Ahi... che parola piena di polvere e muffa, tanto poco viene tirata fuori dal vocabolario! Comunque... Appare quasi scontato che - secondo quanto detto prima - di fronte ad una divinità l’atteggiamento giusto sia quello di essere umili. Quindi anche di fronte al Dio Crash ogni atteggiamento spavaldo rischia di essere punito severamente. Ad esempio: non mi metto a fare un 8 cubano se appena appena so decollare col mio modello. Aspetto, con calma e pazienza di essere più bravo. Umiltà significa dunque non correre, fare un passo alla volta, ma anche avere il coraggio di tornare all’ABC del volo se per caso scopro di avere delle lacune o  proprio dei limiti.
Umiltà è anche saper ascoltare i suggerimenti dei modellisti anziani (di esperienza, non necessariamente d’età) che quasi sempre sono volti ad una maggiore sicurezza,  oltre che ad un piacere di volo più responsabile. Ma anche qui, prima occorre mettere in moto la socialità di cui sopra...
Umiltà significa infine accontentarsi di un modello basilare, magari non stupendo, ma utile per farti imparare i rudimenti. Per modelli super ci sarà tempo... e denaro.
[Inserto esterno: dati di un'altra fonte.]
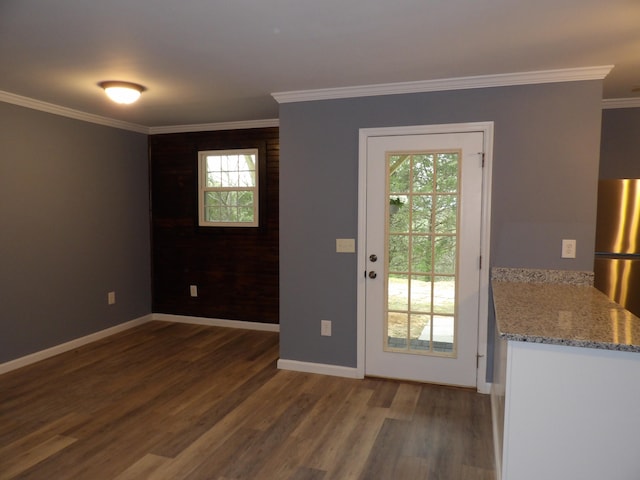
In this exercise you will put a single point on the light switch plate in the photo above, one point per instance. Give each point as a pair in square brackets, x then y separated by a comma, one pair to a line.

Conclusioni: chi ha orecchie, occhi e cuore impara

Dunque l’aeromodellismo può essere un hobby educativo? Certamente sì. Ma come ogni cosa occorre “porsi in ascolto”, ovvero interpretare ogni segnale che può darci e tradurlo in consiglio, insegnamento, ferita da leccare ma poi da mostrare con orgoglio. Significa essere e restare umili di fronte al Dio Crash, ma anche al Dio Vento, alla Dea Gravità ecc. In questo modo si può crescere, a livello di pilota e di persona. Umili... non succubi. Ciò vuol dire affrontare tutto in modo cosciente, ma non strisciante. Perché di fronte alla Dea Paura molti potrebbero soccombere... inutilmente.

  

mercoledì 6 luglio 2022

Aeromodellismo: perché ci piace?

È sempre difficile, se non proprio “arrogante”, tentare di capire le ragioni di una passione. Tanti sono infatti gli elementi in gioco, molti dei quali trovano origine e spiegazione all’interno della psicologia “di massa” ma anche del singolo. Lo stesso vale per l’aeromodellismo. Perché ci appassiona? Quali leve psicologiche ed emotive va a toccare? Da dove nasce questo interesse?

Primi elementi di analisi

Partiamo da un dato di fatto. È un hobby praticato per il 90-95% da uomini. È dunque un interesse prettamente maschile, anche se non mancano delle eccezioni. Ma tali sono e restano. Dunque per qualche ragione resta una prerogativa dei “maschietti”. Quale? Escludiamo subito quella economica. Oggigiorno avvicinarsi a questa pratica sportiva non costa più che iniziare ad esempio a sciare, oppure intraprendere un qualsiasi altro sport che necessiti di supporti fisici per essere praticato (es, il tiro con l’arco, il pattinaggio ecc). Ciò vuol dire che sia uomini che donne possono in teoria iniziare, disponendo di denaro sufficiente almeno per un kit basico: radio e modello economico. Sociale? Direi proprio di no. Dopo che abbiamo donne pugili e combattenti di arti marziali, direi che non c’è ragione per cui il cosiddetto gentil sesso non possa avvicinarsi all’aeromodellismo. Allora culturale? In parte sì, ma solo se facciamo riferimento alla tipologia di educazione ludica (in sostanza: come siamo stati abituati a giocare) ricevuta nell’infanzia. Ritengo dunque che qui vada ricercata non solo la ragione di questa dicotomia sessista (è un hobby perlopiù maschile) ma anche quella del perché piace. 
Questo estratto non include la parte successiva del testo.